During the middle ages, an evergreen was dressed with red apples and termed, the Paradise tree. The Paradise tree symbolized the feast of Adam and Eve, which was held every December 24th.

The first recorded reference to the Christmas tree dates back to the 16th century when, in Strasbourg, Germany, families decorated fir trees with colored paper, fruits and sweets during the month of December. The popularity of the Christmas tree grew and grew. Charles Minnegrode introduced tree decorating as a custom in Virginia in 1842, and within 10 years, the first retail Christmas tree lot opened.

The Christmas tree was introduced to the voting public in the United States by Franklin Pierce, the 14th U.S. President., after he erected the first ever White House tree. Just a few years later, in 1923, President Coolidge started the National Christmas Tree Lighting Ceremony, which is now held every year on the White House lawn.


1. Don't buy more tree than your living space can handle. Remember that your stand and the star (or ornament) on top may add up to a foot or two more in height.

2. Look for a fresh tree. Grasp at a branch with your fingers and pull it toward you. All needles should be brightly colored and only a few should pull off.


1. Never set up a tree near heating sources. This includes fireplaces, heaters and space heaters.

2. Once the tree is inside and set up, water it. Experts suggest giving your tree a gallon of fresh water in the first 24 hours. After that, make sure the tree stand watering dish is always full of fresh water. If you're not putting your tree up immediately, stand it in a cool, dry corner in a bucket of cool, fresh water.

3. Never make your tree stand fit the tree. Trimming from the sides of the tree will shorten it's freshness. Evergreens drink from its sides near the trunk.

4. Before putting your tree in its stand, trim 1/4 inch off it's base. Many trees that have been sitting on lots develop a hard, sap coating which prevents the tree from drinking water. You can aid your tree in staying fresh by trimming a piece of this hard material off the trunk.


COLORADO BLUE SPRUCE is a popular, short needled tree that takes on an appealing symmetrical shape. Its handsome, hearty blue foliage makes this a strong, naturally shaped tree that requires very little shearing.

NORWAY SPRUCE is a pretty, short needled tree, but difficult to keep fresh.

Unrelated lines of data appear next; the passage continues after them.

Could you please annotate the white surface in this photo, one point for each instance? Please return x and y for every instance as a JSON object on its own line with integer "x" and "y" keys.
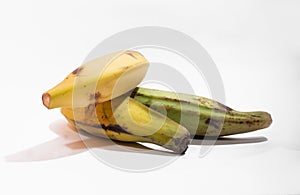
{"x": 255, "y": 45}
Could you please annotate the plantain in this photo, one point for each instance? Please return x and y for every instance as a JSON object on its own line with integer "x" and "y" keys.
{"x": 98, "y": 80}
{"x": 202, "y": 116}
{"x": 130, "y": 121}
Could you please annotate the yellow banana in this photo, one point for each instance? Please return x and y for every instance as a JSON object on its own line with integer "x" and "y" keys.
{"x": 130, "y": 121}
{"x": 98, "y": 80}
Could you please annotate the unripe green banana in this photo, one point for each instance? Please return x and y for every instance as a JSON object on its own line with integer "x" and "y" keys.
{"x": 200, "y": 115}
{"x": 128, "y": 120}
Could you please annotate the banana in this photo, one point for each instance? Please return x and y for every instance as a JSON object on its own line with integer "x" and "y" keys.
{"x": 200, "y": 115}
{"x": 98, "y": 80}
{"x": 128, "y": 120}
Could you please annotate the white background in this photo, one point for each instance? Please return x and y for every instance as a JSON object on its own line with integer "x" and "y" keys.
{"x": 255, "y": 44}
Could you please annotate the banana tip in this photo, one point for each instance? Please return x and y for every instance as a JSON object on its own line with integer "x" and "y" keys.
{"x": 46, "y": 100}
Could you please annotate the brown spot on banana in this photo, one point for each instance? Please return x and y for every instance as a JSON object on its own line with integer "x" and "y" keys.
{"x": 77, "y": 71}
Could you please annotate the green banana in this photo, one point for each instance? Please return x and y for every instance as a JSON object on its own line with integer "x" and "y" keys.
{"x": 200, "y": 115}
{"x": 130, "y": 121}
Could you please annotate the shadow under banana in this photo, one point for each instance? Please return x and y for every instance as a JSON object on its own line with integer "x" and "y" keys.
{"x": 70, "y": 142}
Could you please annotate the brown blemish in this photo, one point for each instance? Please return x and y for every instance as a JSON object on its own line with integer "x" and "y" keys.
{"x": 46, "y": 99}
{"x": 77, "y": 71}
{"x": 213, "y": 123}
{"x": 225, "y": 107}
{"x": 130, "y": 54}
{"x": 114, "y": 128}
{"x": 95, "y": 96}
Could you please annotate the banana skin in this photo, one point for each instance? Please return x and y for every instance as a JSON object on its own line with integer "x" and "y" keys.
{"x": 98, "y": 80}
{"x": 130, "y": 121}
{"x": 201, "y": 116}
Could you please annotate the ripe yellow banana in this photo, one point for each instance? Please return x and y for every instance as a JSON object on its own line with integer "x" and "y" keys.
{"x": 200, "y": 115}
{"x": 98, "y": 80}
{"x": 128, "y": 120}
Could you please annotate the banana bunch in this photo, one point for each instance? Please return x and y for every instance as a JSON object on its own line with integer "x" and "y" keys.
{"x": 101, "y": 98}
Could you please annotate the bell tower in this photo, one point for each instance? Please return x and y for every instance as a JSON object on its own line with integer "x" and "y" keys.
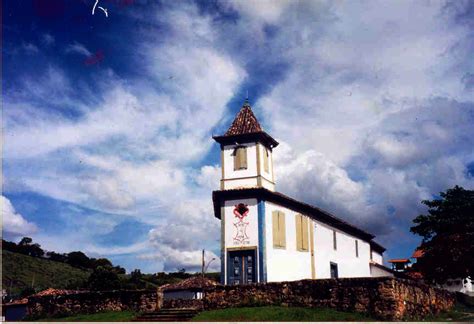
{"x": 246, "y": 153}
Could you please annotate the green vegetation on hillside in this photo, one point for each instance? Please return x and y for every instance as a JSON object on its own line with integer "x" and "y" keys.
{"x": 21, "y": 271}
{"x": 278, "y": 314}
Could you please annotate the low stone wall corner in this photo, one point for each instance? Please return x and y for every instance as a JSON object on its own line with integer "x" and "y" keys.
{"x": 385, "y": 298}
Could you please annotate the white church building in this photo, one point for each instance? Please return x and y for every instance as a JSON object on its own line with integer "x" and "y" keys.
{"x": 267, "y": 236}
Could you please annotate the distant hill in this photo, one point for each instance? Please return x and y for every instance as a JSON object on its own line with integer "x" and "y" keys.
{"x": 21, "y": 271}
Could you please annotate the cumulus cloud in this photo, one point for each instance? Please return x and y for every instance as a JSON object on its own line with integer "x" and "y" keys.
{"x": 372, "y": 103}
{"x": 78, "y": 48}
{"x": 14, "y": 223}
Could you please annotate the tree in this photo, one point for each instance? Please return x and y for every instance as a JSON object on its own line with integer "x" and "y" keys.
{"x": 59, "y": 257}
{"x": 26, "y": 247}
{"x": 448, "y": 236}
{"x": 103, "y": 262}
{"x": 25, "y": 241}
{"x": 78, "y": 259}
{"x": 136, "y": 276}
{"x": 103, "y": 278}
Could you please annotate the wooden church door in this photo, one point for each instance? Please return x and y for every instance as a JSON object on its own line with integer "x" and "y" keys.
{"x": 241, "y": 265}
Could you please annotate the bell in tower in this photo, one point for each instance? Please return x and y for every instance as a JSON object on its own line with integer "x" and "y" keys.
{"x": 246, "y": 153}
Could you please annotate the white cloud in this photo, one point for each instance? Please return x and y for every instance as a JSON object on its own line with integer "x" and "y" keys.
{"x": 78, "y": 48}
{"x": 13, "y": 222}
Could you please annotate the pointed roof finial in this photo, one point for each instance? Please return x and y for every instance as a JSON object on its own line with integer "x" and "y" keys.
{"x": 246, "y": 102}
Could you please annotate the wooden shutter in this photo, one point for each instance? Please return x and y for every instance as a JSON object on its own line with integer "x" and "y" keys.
{"x": 243, "y": 157}
{"x": 265, "y": 160}
{"x": 240, "y": 158}
{"x": 304, "y": 229}
{"x": 282, "y": 229}
{"x": 298, "y": 232}
{"x": 236, "y": 159}
{"x": 275, "y": 225}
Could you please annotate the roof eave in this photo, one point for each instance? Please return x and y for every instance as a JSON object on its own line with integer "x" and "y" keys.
{"x": 312, "y": 211}
{"x": 247, "y": 137}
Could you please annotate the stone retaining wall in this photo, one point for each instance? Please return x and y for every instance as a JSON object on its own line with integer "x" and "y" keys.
{"x": 384, "y": 298}
{"x": 183, "y": 303}
{"x": 92, "y": 302}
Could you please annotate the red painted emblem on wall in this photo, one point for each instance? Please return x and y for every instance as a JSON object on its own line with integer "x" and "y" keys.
{"x": 240, "y": 212}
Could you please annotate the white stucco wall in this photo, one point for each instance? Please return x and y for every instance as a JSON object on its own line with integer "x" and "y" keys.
{"x": 233, "y": 178}
{"x": 251, "y": 229}
{"x": 377, "y": 257}
{"x": 349, "y": 265}
{"x": 289, "y": 263}
{"x": 251, "y": 171}
{"x": 266, "y": 175}
{"x": 378, "y": 272}
{"x": 461, "y": 285}
{"x": 240, "y": 183}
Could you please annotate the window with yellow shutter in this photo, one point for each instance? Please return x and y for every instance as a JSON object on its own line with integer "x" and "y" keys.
{"x": 265, "y": 160}
{"x": 240, "y": 158}
{"x": 301, "y": 223}
{"x": 279, "y": 229}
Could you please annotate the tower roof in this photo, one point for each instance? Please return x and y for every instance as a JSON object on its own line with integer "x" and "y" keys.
{"x": 244, "y": 123}
{"x": 245, "y": 128}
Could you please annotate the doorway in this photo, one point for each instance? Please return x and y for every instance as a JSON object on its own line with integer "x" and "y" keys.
{"x": 241, "y": 267}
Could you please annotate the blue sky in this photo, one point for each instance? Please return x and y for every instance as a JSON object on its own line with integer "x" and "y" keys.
{"x": 108, "y": 120}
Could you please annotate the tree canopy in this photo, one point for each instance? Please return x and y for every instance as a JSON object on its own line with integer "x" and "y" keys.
{"x": 448, "y": 236}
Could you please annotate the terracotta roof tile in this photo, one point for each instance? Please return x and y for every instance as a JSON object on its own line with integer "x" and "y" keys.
{"x": 417, "y": 254}
{"x": 244, "y": 123}
{"x": 399, "y": 261}
{"x": 190, "y": 283}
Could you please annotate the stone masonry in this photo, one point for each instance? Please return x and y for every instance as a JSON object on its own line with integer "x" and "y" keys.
{"x": 92, "y": 302}
{"x": 384, "y": 298}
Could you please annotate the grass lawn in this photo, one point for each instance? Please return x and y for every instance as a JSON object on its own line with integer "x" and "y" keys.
{"x": 278, "y": 314}
{"x": 125, "y": 316}
{"x": 460, "y": 313}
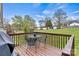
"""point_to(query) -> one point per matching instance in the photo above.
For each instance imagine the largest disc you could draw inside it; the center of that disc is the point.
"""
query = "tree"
(60, 15)
(25, 23)
(42, 23)
(48, 23)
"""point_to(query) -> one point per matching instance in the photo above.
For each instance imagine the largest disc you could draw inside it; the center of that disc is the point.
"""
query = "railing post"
(73, 47)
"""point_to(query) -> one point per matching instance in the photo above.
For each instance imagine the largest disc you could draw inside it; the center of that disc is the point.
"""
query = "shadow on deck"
(40, 51)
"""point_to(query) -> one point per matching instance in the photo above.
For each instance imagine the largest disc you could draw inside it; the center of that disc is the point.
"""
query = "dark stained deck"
(40, 51)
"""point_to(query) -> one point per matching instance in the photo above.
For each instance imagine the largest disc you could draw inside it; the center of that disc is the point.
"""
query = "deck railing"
(65, 42)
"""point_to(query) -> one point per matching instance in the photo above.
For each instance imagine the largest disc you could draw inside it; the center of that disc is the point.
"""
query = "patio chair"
(32, 42)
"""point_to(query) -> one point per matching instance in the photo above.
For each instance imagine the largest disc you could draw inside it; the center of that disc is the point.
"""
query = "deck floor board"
(40, 51)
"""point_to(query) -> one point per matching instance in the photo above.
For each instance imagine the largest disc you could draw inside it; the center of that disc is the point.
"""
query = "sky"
(39, 10)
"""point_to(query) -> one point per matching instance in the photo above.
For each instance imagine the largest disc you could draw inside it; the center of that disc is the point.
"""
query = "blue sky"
(39, 10)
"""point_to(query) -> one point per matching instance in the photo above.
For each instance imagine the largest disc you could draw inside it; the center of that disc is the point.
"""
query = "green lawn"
(74, 31)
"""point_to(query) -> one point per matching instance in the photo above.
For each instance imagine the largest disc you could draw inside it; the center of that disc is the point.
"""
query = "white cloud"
(76, 11)
(36, 4)
(39, 16)
(46, 12)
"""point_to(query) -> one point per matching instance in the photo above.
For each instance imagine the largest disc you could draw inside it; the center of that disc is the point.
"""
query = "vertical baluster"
(52, 40)
(61, 43)
(15, 40)
(56, 41)
(18, 39)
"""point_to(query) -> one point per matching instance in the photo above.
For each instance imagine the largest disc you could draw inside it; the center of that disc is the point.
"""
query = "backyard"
(73, 31)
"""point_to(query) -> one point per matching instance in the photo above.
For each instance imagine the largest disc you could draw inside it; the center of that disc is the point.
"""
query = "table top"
(37, 36)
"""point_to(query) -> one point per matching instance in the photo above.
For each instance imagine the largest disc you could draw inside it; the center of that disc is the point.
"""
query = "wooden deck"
(40, 51)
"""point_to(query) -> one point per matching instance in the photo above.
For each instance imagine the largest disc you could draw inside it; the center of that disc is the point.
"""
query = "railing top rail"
(69, 46)
(41, 33)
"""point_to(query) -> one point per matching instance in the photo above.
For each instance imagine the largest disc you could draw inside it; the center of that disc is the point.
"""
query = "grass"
(72, 31)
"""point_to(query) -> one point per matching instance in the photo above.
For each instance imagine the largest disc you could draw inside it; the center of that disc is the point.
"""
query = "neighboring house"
(74, 24)
(1, 19)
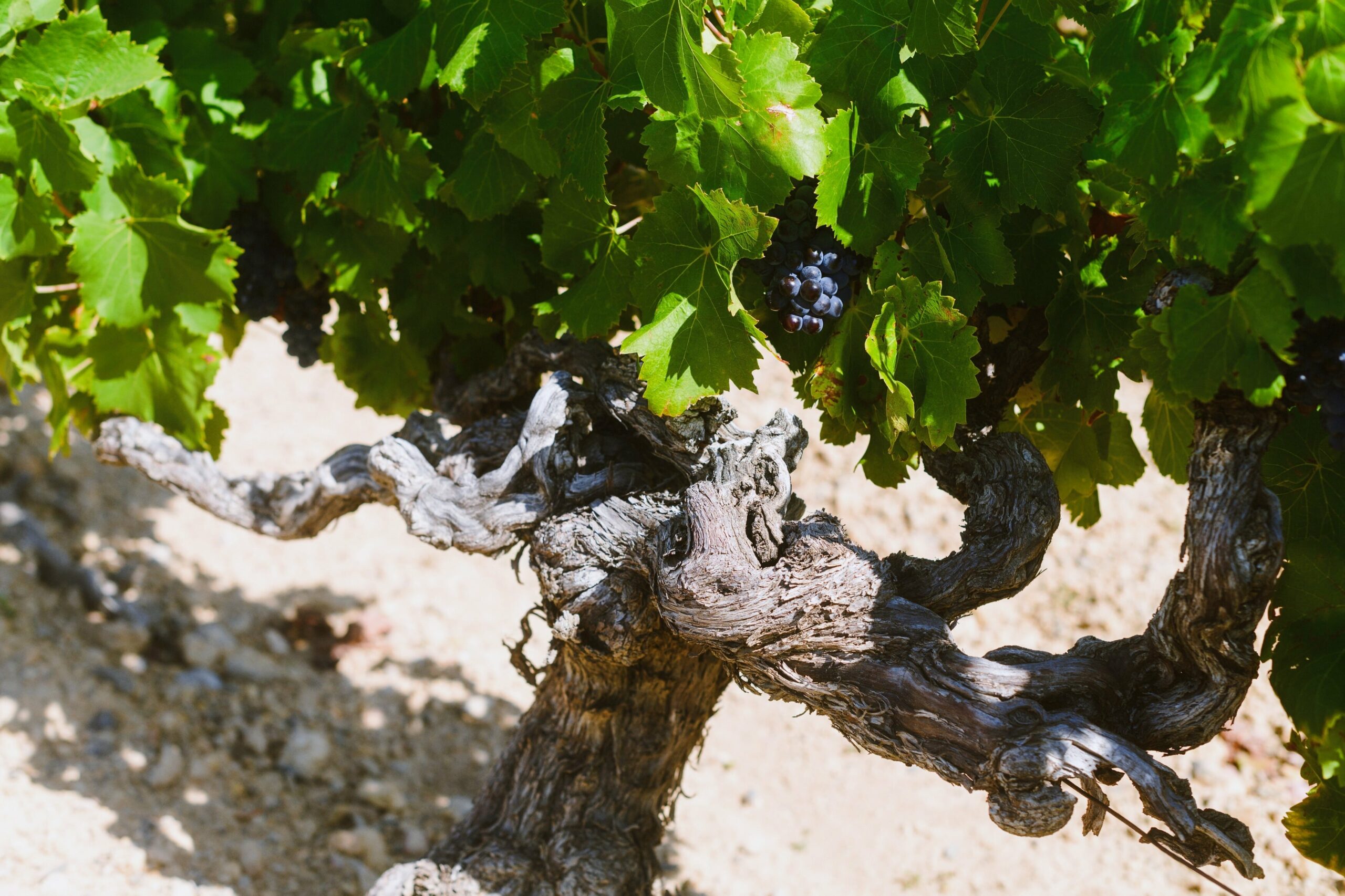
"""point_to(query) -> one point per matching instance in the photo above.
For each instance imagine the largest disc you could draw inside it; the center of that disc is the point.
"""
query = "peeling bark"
(671, 559)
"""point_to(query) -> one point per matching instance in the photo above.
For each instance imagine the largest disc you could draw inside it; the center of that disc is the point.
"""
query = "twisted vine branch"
(658, 591)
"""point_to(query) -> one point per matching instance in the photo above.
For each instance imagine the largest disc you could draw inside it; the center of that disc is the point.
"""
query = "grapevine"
(943, 202)
(806, 271)
(1317, 376)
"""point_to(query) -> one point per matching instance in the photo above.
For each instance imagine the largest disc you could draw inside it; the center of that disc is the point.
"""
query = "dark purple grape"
(806, 271)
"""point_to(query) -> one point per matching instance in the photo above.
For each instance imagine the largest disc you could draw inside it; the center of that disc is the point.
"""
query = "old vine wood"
(551, 234)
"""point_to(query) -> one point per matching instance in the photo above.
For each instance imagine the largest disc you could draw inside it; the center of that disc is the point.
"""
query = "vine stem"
(981, 14)
(1144, 837)
(992, 29)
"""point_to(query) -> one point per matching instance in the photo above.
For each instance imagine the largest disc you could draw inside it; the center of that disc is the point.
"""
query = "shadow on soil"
(225, 735)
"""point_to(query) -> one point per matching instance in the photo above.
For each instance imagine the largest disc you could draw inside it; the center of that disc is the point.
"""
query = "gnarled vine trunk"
(673, 556)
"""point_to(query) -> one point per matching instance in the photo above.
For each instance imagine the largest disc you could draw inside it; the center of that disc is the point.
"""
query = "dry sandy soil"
(221, 756)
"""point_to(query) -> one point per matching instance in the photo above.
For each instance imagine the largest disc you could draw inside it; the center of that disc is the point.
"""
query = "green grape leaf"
(922, 343)
(860, 50)
(15, 294)
(1270, 149)
(514, 113)
(142, 263)
(1026, 147)
(390, 176)
(1324, 84)
(222, 170)
(579, 237)
(26, 222)
(1309, 477)
(942, 27)
(1313, 192)
(392, 68)
(1207, 209)
(1156, 112)
(489, 181)
(697, 342)
(76, 61)
(19, 15)
(1218, 339)
(1091, 320)
(752, 155)
(678, 76)
(595, 305)
(962, 252)
(210, 70)
(782, 17)
(1307, 275)
(498, 255)
(157, 373)
(50, 150)
(1308, 654)
(1171, 424)
(1083, 451)
(316, 140)
(1036, 245)
(864, 182)
(479, 41)
(572, 119)
(357, 259)
(1255, 64)
(693, 350)
(1316, 827)
(573, 229)
(385, 374)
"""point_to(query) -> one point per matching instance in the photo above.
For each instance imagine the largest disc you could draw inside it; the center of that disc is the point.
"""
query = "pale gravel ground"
(775, 805)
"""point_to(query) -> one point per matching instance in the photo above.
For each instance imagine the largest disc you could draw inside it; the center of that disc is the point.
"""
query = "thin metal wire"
(1144, 839)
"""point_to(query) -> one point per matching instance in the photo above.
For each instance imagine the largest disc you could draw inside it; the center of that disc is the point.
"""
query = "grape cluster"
(806, 269)
(304, 311)
(1317, 377)
(268, 284)
(265, 267)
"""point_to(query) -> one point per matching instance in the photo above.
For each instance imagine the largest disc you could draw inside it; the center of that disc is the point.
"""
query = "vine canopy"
(457, 174)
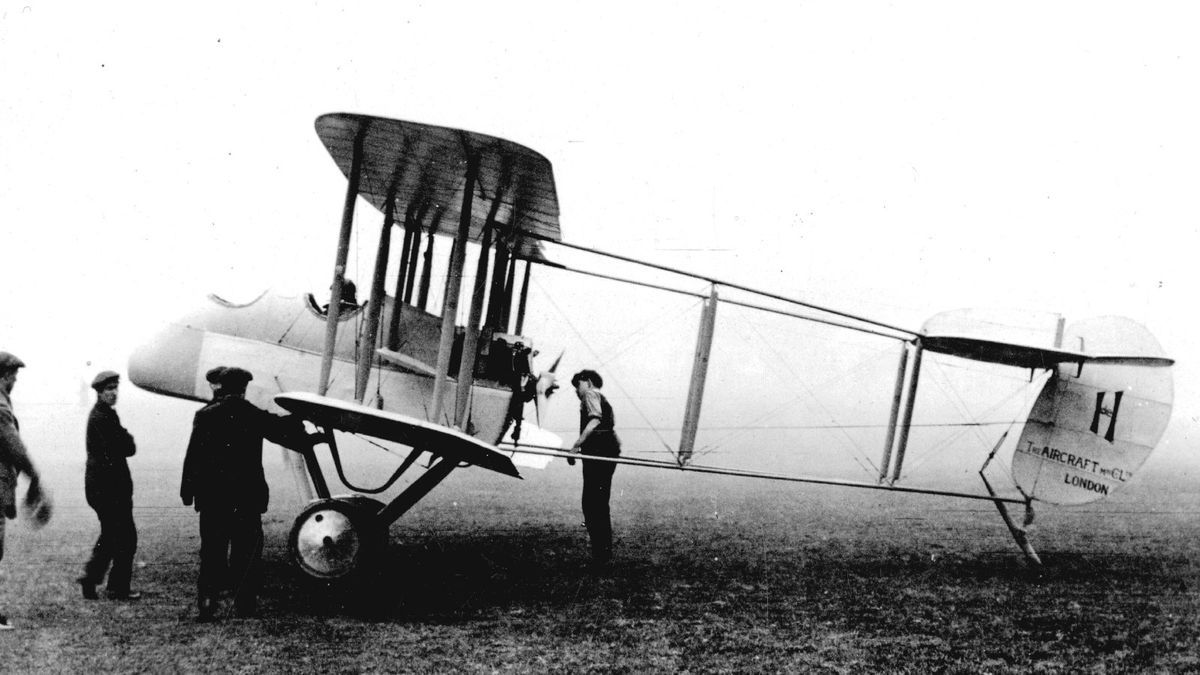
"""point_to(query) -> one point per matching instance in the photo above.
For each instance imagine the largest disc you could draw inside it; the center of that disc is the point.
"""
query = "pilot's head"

Needle retention is considered poor with this Spruce, unless the tree is cut fresh and kept properly watered. If you're up for a little extra work and attention though, the Norway Spruce makes a beautiful, natural green home for your decorations.

VIRGINIA PINE has short to medium length needles on stout, woody branches. This tree has been a staple for the Christmas tree industry for years because of its easy upkeep and long life.

BALSAM FIR is a medium sized tree with dense, dark green needles and cones. This is another popular Christmas decoration holder. Known for its dark, beautiful color, attractive shape, long lasting needles and pleasing fragrance, this is an easy to care for pick!

CANAAN FIR is relatively new to the tree market. It is similar to balsam firs in growth and appearance. This is a medium sized tree with light to medium colored needles.

DOUGLAS FIR, despite it's name, is not related to true firs. This is a dark green to blue green colored tree with small to medium sized needles. With a sweet fragrance and large, well shaped branches, this has been one of the most popular Christmas trees for centuries.

WHITE SPRUCE has a beautiful, natural color and short, stiff needles that hold together its natural shape. Needle retention is excellent in the White Spruce, and they are easy to maintain.

SCOTCH PINE has 1-3 inch soft-looking needles. Its branches are stiff and hold heavy decorations well. The dark green color and "full" appearance make this tree a popular choice!

According to the National Christmas Tree Association, North American Christmas trees are grown in 50 U.S. states and Canada, accounting for 1 million acres of live commercial evergreens. The Christmas tree has come to hold different meanings for different generations and religious groups.